Penguins can’t fly. Sometimes I get bummed out thinking about that. But then I remember I don’t have to clean penguin shit off my car.
Forgot my glasses so I’m pointing at a random spot on the menu and hoping for the best
I have a tenuous grasp on the English language. Shakespeare? That dude’s grasp on the English language was, like… twelveuous.
“I’m requesting the book for you now. Which library location would you like to pick it up from?”
“I’m really busy this week — could you bring it to my house?”
“I’m sorry, we don’t have the capacity to do that.”
“I understand, that makes sense. How about my neighbor’s house?”
“I chose you yesterday, I choose you today, and I will choose you tomorrow.”
– Me, to my coffee
how do they grow the peanuts inside M&Ms
Stooooppp!!! 😂😂
My husband said let’s cuddle, so he took one dog and I took the other two, and we cuddled.

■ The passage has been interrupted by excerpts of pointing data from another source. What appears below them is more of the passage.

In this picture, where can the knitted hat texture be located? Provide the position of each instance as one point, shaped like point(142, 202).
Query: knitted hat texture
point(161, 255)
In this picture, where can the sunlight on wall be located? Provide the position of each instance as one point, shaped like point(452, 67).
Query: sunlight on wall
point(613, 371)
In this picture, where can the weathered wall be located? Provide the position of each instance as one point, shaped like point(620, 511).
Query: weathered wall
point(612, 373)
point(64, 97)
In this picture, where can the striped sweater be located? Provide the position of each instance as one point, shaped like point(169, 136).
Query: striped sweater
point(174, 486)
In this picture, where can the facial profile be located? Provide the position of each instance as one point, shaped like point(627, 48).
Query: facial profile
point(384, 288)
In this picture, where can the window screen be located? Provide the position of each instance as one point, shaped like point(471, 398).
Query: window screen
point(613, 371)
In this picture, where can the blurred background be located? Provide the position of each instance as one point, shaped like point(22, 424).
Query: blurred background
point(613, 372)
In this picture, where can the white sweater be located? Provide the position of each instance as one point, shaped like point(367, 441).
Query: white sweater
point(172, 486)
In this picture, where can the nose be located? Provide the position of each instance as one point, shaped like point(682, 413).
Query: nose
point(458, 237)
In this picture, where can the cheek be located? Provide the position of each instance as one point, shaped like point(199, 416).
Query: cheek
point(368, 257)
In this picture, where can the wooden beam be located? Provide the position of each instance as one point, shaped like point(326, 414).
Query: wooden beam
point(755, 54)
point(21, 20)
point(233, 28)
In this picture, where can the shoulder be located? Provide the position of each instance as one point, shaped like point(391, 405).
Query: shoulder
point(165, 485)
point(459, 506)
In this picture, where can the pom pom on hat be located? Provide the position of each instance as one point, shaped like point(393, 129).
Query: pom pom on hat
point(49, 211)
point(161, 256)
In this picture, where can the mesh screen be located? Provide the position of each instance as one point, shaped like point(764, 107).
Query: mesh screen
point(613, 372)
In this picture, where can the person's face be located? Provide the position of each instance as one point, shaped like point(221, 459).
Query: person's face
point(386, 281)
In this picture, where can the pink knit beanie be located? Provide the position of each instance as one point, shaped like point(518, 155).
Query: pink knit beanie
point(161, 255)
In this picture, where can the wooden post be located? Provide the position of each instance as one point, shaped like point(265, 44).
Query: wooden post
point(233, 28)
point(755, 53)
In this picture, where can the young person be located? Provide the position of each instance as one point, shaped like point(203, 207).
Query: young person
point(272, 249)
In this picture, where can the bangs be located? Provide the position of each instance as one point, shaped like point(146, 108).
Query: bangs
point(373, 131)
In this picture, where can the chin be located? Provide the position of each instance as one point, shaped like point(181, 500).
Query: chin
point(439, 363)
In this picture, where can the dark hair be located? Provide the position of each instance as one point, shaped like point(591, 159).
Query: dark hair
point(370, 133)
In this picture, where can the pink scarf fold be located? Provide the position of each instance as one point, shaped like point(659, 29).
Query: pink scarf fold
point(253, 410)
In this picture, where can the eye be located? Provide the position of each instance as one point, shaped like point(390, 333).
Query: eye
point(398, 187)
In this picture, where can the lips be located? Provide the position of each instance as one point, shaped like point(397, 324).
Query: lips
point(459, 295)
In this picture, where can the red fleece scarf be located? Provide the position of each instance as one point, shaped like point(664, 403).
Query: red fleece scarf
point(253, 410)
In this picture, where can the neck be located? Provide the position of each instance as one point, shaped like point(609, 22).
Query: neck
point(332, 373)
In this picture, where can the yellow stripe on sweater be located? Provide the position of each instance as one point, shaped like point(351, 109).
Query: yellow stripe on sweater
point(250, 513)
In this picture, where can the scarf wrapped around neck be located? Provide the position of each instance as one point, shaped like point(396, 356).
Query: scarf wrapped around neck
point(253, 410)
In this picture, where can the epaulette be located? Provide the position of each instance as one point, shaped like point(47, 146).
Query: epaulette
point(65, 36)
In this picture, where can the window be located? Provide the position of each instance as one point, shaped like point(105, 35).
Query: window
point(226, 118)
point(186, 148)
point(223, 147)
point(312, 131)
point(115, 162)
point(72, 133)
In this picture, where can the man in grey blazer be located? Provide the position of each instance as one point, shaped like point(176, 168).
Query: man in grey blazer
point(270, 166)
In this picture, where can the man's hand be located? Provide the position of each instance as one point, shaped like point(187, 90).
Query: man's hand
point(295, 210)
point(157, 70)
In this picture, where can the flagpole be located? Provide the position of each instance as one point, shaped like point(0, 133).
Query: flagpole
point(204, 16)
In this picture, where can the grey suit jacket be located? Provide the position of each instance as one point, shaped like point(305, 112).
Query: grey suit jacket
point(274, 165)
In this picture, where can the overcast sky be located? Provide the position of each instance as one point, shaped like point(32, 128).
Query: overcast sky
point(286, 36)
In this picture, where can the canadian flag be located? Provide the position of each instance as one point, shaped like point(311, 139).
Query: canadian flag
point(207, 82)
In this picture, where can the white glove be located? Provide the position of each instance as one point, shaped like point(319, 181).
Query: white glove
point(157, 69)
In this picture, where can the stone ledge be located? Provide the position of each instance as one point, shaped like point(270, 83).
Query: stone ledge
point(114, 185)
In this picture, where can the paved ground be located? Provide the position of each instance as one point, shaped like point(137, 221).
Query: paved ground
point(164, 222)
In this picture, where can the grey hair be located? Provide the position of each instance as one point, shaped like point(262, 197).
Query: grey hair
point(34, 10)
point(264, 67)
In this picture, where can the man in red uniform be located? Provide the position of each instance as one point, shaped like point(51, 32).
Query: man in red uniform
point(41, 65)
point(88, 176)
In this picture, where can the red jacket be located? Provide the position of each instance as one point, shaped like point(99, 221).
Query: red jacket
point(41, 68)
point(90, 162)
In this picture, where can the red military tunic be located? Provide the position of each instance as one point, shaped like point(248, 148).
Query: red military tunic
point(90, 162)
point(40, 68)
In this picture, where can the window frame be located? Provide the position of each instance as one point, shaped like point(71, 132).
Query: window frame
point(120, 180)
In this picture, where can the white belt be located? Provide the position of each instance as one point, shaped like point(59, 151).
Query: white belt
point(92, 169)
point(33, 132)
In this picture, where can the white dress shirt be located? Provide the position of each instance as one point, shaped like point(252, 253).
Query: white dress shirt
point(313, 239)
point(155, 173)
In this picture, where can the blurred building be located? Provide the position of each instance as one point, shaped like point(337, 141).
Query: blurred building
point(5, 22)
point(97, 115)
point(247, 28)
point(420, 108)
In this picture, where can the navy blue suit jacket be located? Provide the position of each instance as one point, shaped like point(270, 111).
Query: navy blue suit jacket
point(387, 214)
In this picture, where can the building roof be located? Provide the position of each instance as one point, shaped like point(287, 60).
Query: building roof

If a shark attacks you, DO NOT punch him in the nose. Be the bigger person and just ignore him.
joker: if you kill me, you can save all these people
batman: no, if i kill you, that means that i’m no different from you
joker:
batman:
joker: have you ever heard of the trolley problem
Look, if I offer you a bite of my calamari, you’re bound to offer me a bite of your food. Legally, it’s known as Squid Pro Quo.
if your ears are burning that means someone is talking about you, and they’re talking to an emergency dispatcher BECAUSE YOUR EARS ARE ON FIRE.
Women never find it devilishly charming when I follow them into the lady’s room. Thanks a lot, “Top Gun”.